6) Rechazar explícitamente las invitaciones a la intervención. Los gobiernos democráticos, sean progresistas o no, necesitan trazar una línea roja muy nítida: ninguna fuerza política interna puede legitimar la injerencia militar extranjera sin que ello sea denunciado como una violación del pacto democrático básico. La disputa política debe resolverse dentro de las reglas de la democracia, no mediante portaaviones ni misiles.
Ideas fuerza a manera de cierre
La militarización estadounidense del Caribe –expresada en el despliegue de un portaaviones, la realización de ataques letales contra embarcaciones civiles y la retórica de una guerra sin fronteras contra los carteles– constituye una amenaza grave a la estabilidad regional.
Para Venezuela, supone la posibilidad real de operaciones militares que, aunque se presenten como acciones selectivas, afectarían a una población ya golpeada por crisis económicas y sociales. Para Colombia y otros Estados progresistas, significa una presión directa sobre sus agendas de paz, autonomía y reorientación de sus relaciones exteriores, colocándolos ante la absurda disyuntiva de alinearse o ser castigados.
La potencial intervención de China y Rusia en apoyo a Venezuela –sea en clave defensiva o como señal de disuasión– introduce una nueva dimensión: el riesgo de que el Caribe se transforme en uno de los tableros donde se expresen las tensiones entre potencias nucleares. Lo que hoy se presenta como “operaciones contra narcotraficantes” podría devenir, en un contexto de errores de cálculo o provocaciones, en un episodio de escalada militar de alcance mucho mayor.
Frente a ello, la única respuesta responsable desde América Latina y el Caribe es fortalecer la cooperación regional, afirmar la región como zona de paz, construir capacidades propias de defensa no ofensiva y salvaguardar, de manera activa, el principio de que ninguna disputa política interna justifica invitar a fuerzas militares extranjeras a intervenir.
El Caribe no puede ser reducido a un corredor para la guerra contra las drogas ni a un tablero de ajedrez entre potencias.

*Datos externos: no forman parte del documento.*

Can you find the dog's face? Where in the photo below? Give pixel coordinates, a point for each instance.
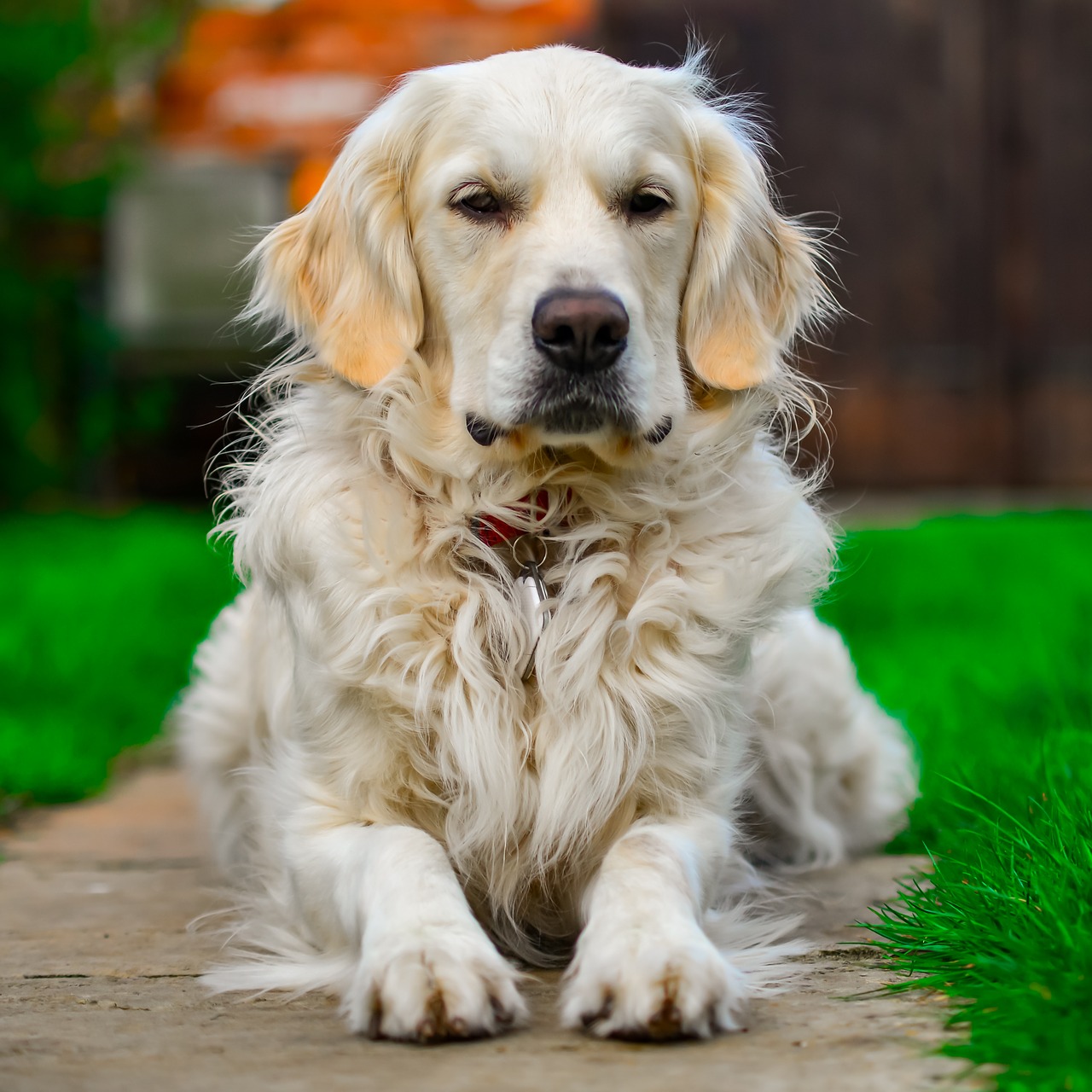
(572, 237)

Es un espacio habitado por pueblos concretos –pescadores, trabajadores, comunidades afrodescendientes e indígenas, sectores populares urbanos y rurales– cuyo derecho a la vida, a la soberanía y a la autodeterminación debe estar en el centro de cualquier política de seguridad.
En última instancia, la disputa actual no es solo por el control de mares y rutas, sino por el sentido mismo de la seguridad: si seguirá siendo definida desde arriba, como resguardo de intereses geopolíticos y económicos de las grandes potencias, o si será reorientada hacia la protección de las personas, los territorios y los proyectos democráticos que hoy se empeñan en hacer del Caribe y de América Latina una verdadera zona de paz, justicia y dignidad.